Anche il freddo è contagioso
I brividi altrui fanno crollare anche la nostra temperatura corporea. Come accade per lo sbadiglio, la chiave del meccanismo è l'empatia
WHAAAT? Il venerdì casual della scienza – Alla lista delle cose inaspettatamente contagiose, subito dopo gli sbadigli, va ora ad aggiungersi un altro elemento: il freddo. Sì, perché sembrerebbe che guardare un’altra persona che trema, in preda ai brividi, possa farci sentire freddo a nostra volta. E addirittura far diminuire la nostra temperatura corporea.
Lo ha scoperto una nuova ricerca della University of Sussex del Regno Unito, guidata dal neuropsichiatra Neil Harrison e pubblicata sulla rivista PLoS ONE. Secondo l’autore la motivazione è che questo tipo di cambiamenti fisiologici ci aiuta a empatizzare gli uni con gli altri, migliorando la nostra vita in comunità e rendendoci più facile collaborare. Una spiegazione interessante che è stata proposta negli anni anche nel caso dello sbadiglio, in osservazioni su primati come babbuini gelada e scimpanzé. Ma anche sui cani, che sbadigliano dopo di noi. La parola chiave è sempre empatia.
Durante lo studio un gruppo di 36 volontari ha guardato otto video di persone che infilavano le mani in una bacinella di acqua visibilmente fredda o calda, e la loro temperatura corporea è stata misurata subito dopo. Se nel primo caso crollava, quando invece l’acqua era calda non c’erano modificazioni; secondo i ricercatori il motivo va cercato nel fatto che l’impatto di un contenitore d’acqua pieno di ghiaccio è maggiore di quello di uno che semplicemente “fuma” (o lascia le mani della persona che ve le immerge un po’ più rosa di quando sono entrate). O, semplicemente, forse siamo più sensibili nei confronti di una persona che ha freddo rispetto a una che ha caldo.

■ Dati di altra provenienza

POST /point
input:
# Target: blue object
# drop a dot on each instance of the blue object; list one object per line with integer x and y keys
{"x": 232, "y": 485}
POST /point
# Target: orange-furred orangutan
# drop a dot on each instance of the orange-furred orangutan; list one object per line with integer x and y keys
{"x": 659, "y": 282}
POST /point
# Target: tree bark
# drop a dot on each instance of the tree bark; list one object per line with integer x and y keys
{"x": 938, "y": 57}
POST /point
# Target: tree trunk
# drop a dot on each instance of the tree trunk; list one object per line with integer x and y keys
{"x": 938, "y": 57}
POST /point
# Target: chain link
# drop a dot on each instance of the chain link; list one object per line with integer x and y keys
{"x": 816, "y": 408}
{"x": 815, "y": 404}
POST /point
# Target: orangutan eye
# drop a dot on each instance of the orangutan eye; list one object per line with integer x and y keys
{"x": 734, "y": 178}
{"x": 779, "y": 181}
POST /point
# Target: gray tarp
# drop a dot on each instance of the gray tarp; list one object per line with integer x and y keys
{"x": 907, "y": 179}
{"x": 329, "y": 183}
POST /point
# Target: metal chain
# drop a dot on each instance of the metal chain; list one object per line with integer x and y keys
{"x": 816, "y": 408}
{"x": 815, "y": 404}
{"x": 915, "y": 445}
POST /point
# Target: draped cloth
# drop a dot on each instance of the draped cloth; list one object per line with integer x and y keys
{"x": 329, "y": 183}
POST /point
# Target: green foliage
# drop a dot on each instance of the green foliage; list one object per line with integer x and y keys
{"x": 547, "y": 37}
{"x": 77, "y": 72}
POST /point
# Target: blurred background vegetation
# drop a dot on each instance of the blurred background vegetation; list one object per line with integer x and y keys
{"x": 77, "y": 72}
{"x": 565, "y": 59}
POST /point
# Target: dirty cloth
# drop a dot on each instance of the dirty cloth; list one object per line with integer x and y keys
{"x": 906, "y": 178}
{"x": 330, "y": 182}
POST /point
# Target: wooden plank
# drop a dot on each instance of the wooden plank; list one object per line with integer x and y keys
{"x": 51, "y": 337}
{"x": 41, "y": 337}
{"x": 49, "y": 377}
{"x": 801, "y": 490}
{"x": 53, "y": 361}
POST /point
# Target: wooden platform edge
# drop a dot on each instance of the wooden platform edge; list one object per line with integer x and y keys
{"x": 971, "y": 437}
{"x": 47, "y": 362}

“L’idea è che mimare un’altra persona ci aiuti a creare un modello interno del suo stato fisiologico, che possiamo utilizzare per comprendere meglio quali sono le motivazioni che lo spingono e in che modo si sente”, spiega Harrison. “Gli esseri umani sono creature profondamente sociali e gran parte dei nostri risultati deriva proprio dal saper lavorare insieme in comunità complesse. Questo lavoro sarebbe complicato da fare se non fossimo in grado di empatizzare gli uni con gli altri e prevedere i pensieri, le emozioni e le motivazioni altrui”.